Ligand-Dependent Structural Changes in the V1 ATPase from Manduca sexta

The response of V1 ATPase of the tobacco hornwormManduca sexta to Mg2+ and nucleotide binding in the presence of the enhancer methanol has been studied by CuCl2-induced disulfide formation, fluorescence spectroscopy, and small-angle X-ray scattering. When the V1 complex was supplemented with CuCl2 nucleotide-dependence of A-B-E and A-B-E-D cross-linking products was observed in absence of nucleotides and presence of MgADP+Pi but not when MgAMP·PNP or MgADP were added.

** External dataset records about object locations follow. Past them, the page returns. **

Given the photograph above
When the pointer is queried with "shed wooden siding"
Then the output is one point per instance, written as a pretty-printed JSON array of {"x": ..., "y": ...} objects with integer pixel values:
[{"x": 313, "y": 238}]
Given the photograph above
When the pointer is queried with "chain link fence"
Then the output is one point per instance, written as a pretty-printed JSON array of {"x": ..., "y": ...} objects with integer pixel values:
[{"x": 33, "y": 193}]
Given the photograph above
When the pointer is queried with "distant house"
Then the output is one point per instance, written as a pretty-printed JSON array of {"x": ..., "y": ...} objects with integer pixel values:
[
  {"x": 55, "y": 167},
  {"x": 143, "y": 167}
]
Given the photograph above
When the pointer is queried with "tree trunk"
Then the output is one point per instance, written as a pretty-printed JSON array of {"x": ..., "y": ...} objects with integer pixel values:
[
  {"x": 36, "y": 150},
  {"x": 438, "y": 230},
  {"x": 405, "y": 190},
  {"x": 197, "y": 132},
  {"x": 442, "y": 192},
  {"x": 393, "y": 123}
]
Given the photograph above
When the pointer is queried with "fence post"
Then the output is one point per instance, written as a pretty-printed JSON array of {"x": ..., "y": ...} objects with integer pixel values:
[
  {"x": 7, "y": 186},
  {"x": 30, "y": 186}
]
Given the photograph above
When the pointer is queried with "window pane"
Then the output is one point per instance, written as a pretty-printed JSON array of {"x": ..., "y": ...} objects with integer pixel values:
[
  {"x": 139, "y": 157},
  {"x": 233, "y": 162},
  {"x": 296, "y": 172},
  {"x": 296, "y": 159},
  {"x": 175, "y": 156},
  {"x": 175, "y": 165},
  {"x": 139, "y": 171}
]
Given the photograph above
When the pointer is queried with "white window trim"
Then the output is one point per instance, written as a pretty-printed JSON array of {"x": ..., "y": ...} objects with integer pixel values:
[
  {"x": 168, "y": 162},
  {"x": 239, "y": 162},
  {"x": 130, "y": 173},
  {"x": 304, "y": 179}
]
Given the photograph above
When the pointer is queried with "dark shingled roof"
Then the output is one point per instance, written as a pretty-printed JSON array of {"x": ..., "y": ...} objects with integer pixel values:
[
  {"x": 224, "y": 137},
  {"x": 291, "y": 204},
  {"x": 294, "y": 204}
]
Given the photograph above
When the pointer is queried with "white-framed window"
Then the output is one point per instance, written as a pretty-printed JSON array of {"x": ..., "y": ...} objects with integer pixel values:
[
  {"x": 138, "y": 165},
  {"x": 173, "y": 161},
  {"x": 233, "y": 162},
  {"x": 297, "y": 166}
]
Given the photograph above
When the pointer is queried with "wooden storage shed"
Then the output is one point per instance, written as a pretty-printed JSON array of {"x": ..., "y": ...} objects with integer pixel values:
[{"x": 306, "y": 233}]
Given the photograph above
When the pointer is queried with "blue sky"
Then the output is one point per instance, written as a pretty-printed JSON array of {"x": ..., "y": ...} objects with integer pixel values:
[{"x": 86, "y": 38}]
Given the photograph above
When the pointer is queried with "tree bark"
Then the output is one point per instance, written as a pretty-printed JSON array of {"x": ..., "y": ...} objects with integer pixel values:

A zero-length cross-linking product of subunits D and E was formed, supporting their close proximity in the V1 complex. The catalytic subunit A was reacted with N-4[4-[7-(dimethylamino)-4-methyl]coumarin-3-yl]maleimide (CM) and spectral shifts and changes in fluorescence intensity were detected upon addition of MgAMP·PNP, -ATP, -ADP+Pi, or -ADP. Differences in the fluorescence emission of these nucleotide-binding states were monitored using the intrinsic tryptophan fluorescence. The structural composition of the V1 ATPase from M. sexta and conformational alterations in this enzyme due to Mg2+ and nucleotide binding are discussed on the basis of these and previous observations.